Just five years earlier, when my mother renovated our living room, she’d had a special wall of sliding glass doors placed facing northward to frame the spectacular spot where the ocean slashed through the beach and spilled into our harbor. But in a dazzling disregard of Malabar’s renovation, nature had moved the ocean’s cut northward and taken with it my mother’s perfect view.
“Our test nights weren’t quite the same without you,” Ben continued. “Now, where’s this young gentleman who seems to have stolen your heart? When do I get to meet him?”
Apparently, Malabar hadn’t told Ben that Adam’s and my relationship was on the rocks. Unsure how my mother had presented the situation, I demurred. “He’s working today.”
“Too bad,” Ben said. “He’s a lucky guy to have found you, but you tell him from me, just one misstep”—he pantomimed the wringing of a neck, the gesture he’d used that very first night to show how he killed the pigeons—“and he’s done for.” Ben smiled, took a large sip of tea, and winked at me. “Besides, I’ve had someone in mind for you for quite some time. I’ve just been waiting for you to hit eighteen.”
I blushed. Who could he mean?
“Ben,” my mother said, changing the subject. “I couldn’t help but notice that you’ve arrived empty-handed. Exactly what are we testing this weekend? The air?”
Ben laughed; he’d been waiting for this moment. “Well, with Rennie back and Brenda visiting, I thought we’d be up for a new challenge. What do you think of an eat-what-you-kill weekend?”
Brenda’s mouth popped open in surprise. Born in New Jersey and raised in Manhattan, she was a city girl if ever there was one. When she wasn’t in gardening gloves to prune my mother’s bushes, her fingers were festooned with chunky silver rings. She would not be using her lovely soft hands as tools to dig clams from the mud or rip mussels off rocks, and Ben knew this.
“Now, darling,” Ben said to my mother, hamming it up. “What is your pleasure? Lobster? Striped bass? Mussels? Cherrystones? Your wish is my command, as always.”
I studied Charles during this bold exchange—had Ben always been so overtly flirtatious?—and noticed a half smile on the left side of my stepfather’s mouth. Our eyes met, and Charles held my gaze. In that moment, I felt sure of it: He knew. Or, at the very least, he suspected. He looked down suddenly and shook his head. Did he know that I knew?
“I’ve got it,” Malabar said gamely. “I’d like some whitebait for the cocktail hour tonight. And tomorrow I’ll whip up a bouillabaisse with whatever else you catch.”
“Malabar, you are a whiz,” Lily said.
“Done and done,” Ben said.
* * *
In a corner of our basement, my mother and I pulled weathered beach chairs, threadbare windbreakers, broken fishing rods, and other detritus from a pile of forgotten paraphernalia underneath which we thought we might find our old whitebaiting net.
“I think Ben and I should go whitebaiting alone,” I said. “You need to stay home with Charles and Lily this afternoon. Charles seems off. Something’s wrong.”
“Nonsense. I want to go,” my mother said. “Brenda can entertain those two.”
“Mom, did something happen that you haven’t told me about? Does Charles know?” I asked. My panic felt physical, like something lodged in my chest.
“Of course not,” she said, tugging at a Styrofoam surfboard. “Charles doesn’t know anything.” Behind the surfboard was the net. “Voilà!”

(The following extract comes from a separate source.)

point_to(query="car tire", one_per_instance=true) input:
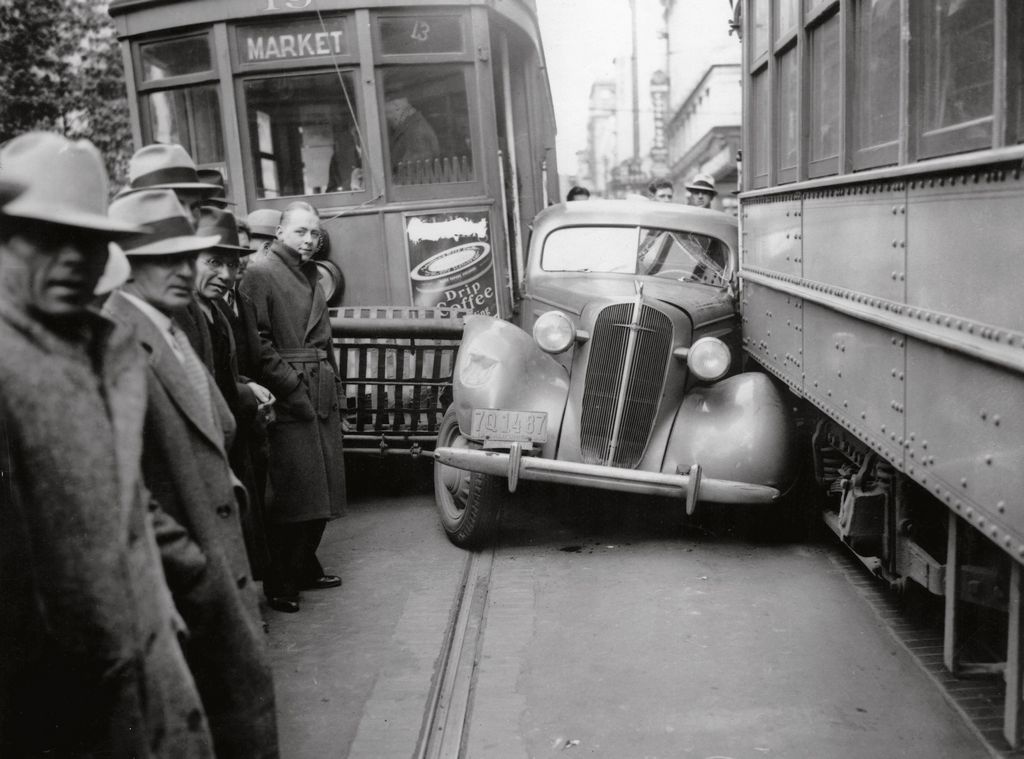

A twelve-foot-long, three-foot-high rectangle of netting was leaning against the corner, neatly rolled around two tall end poles. We unfurled it to check for holes and rot, but despite its having sat unused in our damp basement for several years, the net seemed to be in good shape. We rolled it back up until our fingers met. I placed my pointer finger over hers and pressed down. “I hope you’re right, Mom.”
My mother handed me her pole and began to put things back in the pile.
“Charles seems depressed,” I said. “I think he’s onto you two.”
“Rennie, has it ever occurred to you that you don’t know everything? Charles is depressed because he’s worried about his health.”
“I thought he didn’t know about the aneurysm,” I said.
“He doesn’t. But that doesn’t mean he’s unaware that he’s in poor health. It’s dreadful to get old. You were probably too young to remember how different Charles was before his strokes.” Her back was to me and she busied herself with organizing the beach junk. “Facing your own mortality is terrifying.”